With the help of another Springsteen sideman, Steve Van Zandt, “Bat Out of Hell” was acquired by Cleveland International, a subsidiary of Epic Records. The album made little impact until months after its release, when a concert video of the title track was aired on the British program the Old Grey Whistle Test. In the U.S., his connection to “Rocky Horror” helped when he convinced producer Lou Adler to use a video for “Paradise By the Dashboard Light” as a trailer for the cult movie. But Meat Loaf was so little known at first that he began his “Bat Out of Hell” tour in Chicago as the opening act for Cheap Trick, then one of the world’s hottest groups.
“I remember pulling up at the theater and it says, ‘TONIGHT: CHEAP TRICK, WITH MEAT LOAF.’ And I said to myself, ‘These people think we’re serving dinner,’” Meat Loaf explained in 2013 on the syndicated radio show “In the Studio.”

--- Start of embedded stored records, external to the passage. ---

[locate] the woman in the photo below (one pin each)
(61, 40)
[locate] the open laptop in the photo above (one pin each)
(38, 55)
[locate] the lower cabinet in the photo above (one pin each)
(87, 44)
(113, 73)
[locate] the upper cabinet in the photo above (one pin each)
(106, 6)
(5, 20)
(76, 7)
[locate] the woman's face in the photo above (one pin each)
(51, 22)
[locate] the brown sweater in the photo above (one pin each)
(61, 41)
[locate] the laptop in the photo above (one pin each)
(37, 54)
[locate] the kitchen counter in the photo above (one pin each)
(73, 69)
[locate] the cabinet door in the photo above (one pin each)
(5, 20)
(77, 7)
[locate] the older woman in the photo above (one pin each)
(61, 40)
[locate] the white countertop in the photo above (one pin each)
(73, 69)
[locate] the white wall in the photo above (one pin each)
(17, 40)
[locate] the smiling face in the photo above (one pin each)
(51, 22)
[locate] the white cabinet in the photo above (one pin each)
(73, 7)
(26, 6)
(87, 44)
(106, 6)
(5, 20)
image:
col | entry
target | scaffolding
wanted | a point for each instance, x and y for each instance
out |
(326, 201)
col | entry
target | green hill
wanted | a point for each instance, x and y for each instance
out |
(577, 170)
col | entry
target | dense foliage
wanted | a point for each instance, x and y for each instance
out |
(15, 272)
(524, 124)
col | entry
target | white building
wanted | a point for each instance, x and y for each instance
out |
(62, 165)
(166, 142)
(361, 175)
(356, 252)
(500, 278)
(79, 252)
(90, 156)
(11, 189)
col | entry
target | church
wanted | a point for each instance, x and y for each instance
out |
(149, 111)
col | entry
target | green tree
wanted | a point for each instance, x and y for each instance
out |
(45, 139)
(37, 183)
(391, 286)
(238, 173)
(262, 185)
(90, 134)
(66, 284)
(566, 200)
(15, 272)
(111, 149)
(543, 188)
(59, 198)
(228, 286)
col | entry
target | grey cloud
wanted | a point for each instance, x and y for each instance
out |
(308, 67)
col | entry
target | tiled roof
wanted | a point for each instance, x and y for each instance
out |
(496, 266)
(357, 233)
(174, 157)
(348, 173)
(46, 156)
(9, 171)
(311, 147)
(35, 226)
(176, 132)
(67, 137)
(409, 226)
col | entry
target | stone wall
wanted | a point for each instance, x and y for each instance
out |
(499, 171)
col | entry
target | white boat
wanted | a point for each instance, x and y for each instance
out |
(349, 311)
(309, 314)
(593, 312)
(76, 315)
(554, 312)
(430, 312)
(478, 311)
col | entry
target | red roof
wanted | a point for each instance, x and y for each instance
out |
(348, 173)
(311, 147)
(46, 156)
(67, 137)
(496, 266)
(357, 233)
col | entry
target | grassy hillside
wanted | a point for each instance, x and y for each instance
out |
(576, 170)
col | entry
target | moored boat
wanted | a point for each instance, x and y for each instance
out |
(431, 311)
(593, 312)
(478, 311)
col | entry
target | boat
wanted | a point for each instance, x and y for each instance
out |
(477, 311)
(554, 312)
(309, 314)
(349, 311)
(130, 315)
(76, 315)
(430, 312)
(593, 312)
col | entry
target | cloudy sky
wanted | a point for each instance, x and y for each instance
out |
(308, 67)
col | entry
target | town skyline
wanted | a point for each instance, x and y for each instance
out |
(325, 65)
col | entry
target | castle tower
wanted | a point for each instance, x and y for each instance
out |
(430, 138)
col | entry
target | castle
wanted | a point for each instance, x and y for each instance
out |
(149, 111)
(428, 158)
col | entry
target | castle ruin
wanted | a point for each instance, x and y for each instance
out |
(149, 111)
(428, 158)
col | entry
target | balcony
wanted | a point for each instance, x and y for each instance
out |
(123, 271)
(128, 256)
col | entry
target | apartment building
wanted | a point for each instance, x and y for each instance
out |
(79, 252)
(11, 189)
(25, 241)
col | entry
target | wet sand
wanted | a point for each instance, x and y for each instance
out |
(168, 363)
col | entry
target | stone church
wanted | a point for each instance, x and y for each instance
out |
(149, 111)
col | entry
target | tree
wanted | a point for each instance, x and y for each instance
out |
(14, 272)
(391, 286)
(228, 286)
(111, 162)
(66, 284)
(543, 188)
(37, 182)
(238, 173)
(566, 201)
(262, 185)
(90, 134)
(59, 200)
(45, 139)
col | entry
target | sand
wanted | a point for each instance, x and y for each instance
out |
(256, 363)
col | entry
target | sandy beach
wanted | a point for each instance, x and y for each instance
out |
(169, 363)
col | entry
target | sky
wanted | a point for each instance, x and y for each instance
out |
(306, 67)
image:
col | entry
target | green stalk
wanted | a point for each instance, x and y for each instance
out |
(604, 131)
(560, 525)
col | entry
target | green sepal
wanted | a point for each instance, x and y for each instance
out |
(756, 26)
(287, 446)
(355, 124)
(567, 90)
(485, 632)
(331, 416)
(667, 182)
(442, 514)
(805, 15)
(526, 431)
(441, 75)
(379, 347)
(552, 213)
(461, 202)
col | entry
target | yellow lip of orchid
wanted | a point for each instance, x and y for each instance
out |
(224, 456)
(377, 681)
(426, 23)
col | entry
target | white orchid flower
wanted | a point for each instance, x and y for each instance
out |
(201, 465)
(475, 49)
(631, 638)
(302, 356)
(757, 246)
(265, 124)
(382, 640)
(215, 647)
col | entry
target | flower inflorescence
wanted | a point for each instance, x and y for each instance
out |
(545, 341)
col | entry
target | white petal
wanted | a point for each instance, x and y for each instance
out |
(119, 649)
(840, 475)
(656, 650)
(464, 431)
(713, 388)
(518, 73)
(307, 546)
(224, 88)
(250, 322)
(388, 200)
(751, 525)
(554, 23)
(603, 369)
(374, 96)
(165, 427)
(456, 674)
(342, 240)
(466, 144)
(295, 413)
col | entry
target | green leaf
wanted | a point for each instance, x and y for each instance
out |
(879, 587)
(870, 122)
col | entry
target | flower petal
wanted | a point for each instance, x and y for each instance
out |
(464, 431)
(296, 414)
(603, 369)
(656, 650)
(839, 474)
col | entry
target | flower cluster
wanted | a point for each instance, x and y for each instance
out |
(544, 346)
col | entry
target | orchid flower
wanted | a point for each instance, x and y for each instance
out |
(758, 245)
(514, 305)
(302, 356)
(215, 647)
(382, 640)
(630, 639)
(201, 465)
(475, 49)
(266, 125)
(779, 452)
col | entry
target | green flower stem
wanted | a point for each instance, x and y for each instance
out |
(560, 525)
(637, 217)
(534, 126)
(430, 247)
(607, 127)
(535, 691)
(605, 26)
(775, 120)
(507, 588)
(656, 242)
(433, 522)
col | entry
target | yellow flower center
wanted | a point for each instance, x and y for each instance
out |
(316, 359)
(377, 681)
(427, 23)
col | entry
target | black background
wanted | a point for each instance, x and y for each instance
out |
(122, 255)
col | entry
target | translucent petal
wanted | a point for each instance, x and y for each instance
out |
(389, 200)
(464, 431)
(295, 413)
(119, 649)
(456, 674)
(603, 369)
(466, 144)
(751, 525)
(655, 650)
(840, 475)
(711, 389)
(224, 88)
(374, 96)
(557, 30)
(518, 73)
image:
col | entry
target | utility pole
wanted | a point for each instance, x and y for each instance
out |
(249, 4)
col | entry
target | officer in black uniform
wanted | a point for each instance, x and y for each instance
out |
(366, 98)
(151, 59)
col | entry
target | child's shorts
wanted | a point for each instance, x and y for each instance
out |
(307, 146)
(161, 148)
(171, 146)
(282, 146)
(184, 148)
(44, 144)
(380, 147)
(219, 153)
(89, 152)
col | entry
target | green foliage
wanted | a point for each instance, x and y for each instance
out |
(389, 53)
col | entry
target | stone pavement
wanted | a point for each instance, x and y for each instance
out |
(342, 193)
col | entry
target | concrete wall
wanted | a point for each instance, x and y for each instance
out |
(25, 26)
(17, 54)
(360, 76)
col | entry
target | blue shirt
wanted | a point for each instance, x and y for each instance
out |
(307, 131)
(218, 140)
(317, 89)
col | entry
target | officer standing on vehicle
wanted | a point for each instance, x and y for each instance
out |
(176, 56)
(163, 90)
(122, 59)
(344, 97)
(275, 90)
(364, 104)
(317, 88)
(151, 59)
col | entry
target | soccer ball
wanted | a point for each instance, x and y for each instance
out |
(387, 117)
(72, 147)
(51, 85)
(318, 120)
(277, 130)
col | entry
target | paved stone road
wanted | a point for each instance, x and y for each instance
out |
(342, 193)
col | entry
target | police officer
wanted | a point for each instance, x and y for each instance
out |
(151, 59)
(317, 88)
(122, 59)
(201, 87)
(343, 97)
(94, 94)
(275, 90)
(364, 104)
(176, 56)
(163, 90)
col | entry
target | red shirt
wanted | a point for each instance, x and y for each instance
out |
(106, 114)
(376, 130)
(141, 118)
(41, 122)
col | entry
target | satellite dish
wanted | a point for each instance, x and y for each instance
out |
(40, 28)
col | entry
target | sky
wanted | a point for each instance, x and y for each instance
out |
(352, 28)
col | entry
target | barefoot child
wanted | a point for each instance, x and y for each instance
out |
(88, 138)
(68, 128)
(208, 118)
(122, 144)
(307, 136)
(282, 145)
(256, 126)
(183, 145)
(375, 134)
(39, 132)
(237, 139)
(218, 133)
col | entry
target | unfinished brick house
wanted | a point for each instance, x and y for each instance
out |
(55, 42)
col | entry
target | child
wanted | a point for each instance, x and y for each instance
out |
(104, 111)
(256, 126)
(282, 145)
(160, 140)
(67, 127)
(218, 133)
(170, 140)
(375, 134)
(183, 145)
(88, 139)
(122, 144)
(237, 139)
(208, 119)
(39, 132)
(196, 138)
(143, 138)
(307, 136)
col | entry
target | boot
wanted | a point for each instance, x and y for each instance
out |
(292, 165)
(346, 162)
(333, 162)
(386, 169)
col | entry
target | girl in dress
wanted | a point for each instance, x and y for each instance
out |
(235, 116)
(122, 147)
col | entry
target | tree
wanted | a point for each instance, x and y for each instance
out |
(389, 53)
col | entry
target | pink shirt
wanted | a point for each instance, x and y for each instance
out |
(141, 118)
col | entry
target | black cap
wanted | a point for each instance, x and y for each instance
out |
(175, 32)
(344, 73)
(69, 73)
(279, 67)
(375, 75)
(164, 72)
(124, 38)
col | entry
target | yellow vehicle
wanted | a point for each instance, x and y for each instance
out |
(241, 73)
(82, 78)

“And we walk out on stage and these people were such Cheap Trick fans they booed us from the start. They were getting up and giving us the finger. The first six rows stood up and screamed. … When we finished, most of the boos had stopped and we were almost getting applause.”
He is survived by Deborah Gillespie, his wife since 2007, and by daughters Pearl and Amanda Aday.